The encounter occurred on July 6, 2002, after Mr. Jackson and his father, Coby Chavis, stopped for gas in Inglewood. The police said that they were questioning Mr. Chavis about an expired tag on his Ford Taurus and that Mr. Jackson had ignored a command to sit quietly in the back of the patrol car.
Officer Morse, who was fired from the force, was charged with assault under the color of authority. His colleague, Officer Bijan Darvish, who remains on the force, was charged with filing a false report.
After a seven-day trial, the jury began deliberating on Thursday and could deliver a verdict Monday.
Repeated showings of the videotape of the beating raised unhappy memories here of the Rodney King case. The acquittal of four officers in Mr. King's beating set off the 1992 riots. The rioters' mantra was "no justice, no peace."
The Jackson case also brought to mind more recent incidents in Los Angeles, such as that of a homeless black woman who was shot to death by an officer because, he said, she was holding a screwdriver in a threatening manner, and of an African-American actor who was shot nine times at a Halloween party after he pointed a fake gun at a police officer. In Riverside, east of Los Angeles, a young black woman sleeping in her car with a gun in her lap was shot to death by officers who had been unable to wake her. The officers were cleared in all three cases.
In Inglewood, where more than 90 percent of residents are black or Hispanic, several hundred residents marched on City Hall after the Jackson incident to demand an overhaul of the police department. But some of the furor was dissipated by town-hall meetings and 40 days of prayer vigils. Community groups plan more prayer on the day a verdict is reached.
Peace ambassadors like Reina Carrillo, a former member of the Calle 18 gang who is now director of the Inglewood Peace and Fairness Coalition, say they will pass out fliers urging people to remain calm, to report to "peace sanctuaries" a half-dozen local churches if they feel the need to vent their anger, and to attend a prayer vigil at City Hall.
It does not "make sense to burn your own community, to loot," said Ms. Carrillo, 24, who said she was arrested three times as a teenage gang member and once accidentally shot a bystander in the leg in a fight with another gang.
"But we have ignorant people who want free TV's, free furniture," she said. "They want to go out and riot over this stuff, when they don't even know the young man. You can have a crazy life when you're young, but sometimes you have to change."
Ms. Carrillo, who is of Mexican and Creole descent, said racial issues between blacks and whites still get in the way of daily life here. "If it had been a black officer and a black child, it would have been a whole different thing," she said, referring to the Jackson beating.
But times have changed, she and others say, and the virtual certainty of violence may be a thing of the past.
"It's a cultural shift from one that espouses 'no justice, no peace,' which is essentially a threat, to one that advocates peace and justice," said Khalid Shah, executive director of the Stop the Violence group, which was established here in 1989. "We received scores of calls from people who worried that what happened in '92 would happen again. So we wanted to do something that would set the tone for peace before the verdict, not after."
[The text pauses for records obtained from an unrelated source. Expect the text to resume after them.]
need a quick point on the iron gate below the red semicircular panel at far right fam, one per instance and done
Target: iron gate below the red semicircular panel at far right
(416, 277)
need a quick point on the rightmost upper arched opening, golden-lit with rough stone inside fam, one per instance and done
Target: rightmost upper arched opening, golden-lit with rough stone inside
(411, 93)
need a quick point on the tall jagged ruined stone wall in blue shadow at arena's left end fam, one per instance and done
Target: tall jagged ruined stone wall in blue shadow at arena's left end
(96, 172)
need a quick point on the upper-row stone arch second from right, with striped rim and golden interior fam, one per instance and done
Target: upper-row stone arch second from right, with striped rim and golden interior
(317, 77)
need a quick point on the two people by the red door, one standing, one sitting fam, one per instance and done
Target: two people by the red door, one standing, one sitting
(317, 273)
On July 7, Mr. Burgess and others say, a large group of gang members met to discuss, among other things, how to respond to an acquittal in the Jackson case, and opted to try to avoid rioting.
"It's not going to happen," said Darien Jackson, 35, who works in a clothing store on Market Street and who is unrelated to Donovan Jackson. "The gangs know the cops are prepared. They know the cops are coming. They've got some common sense too."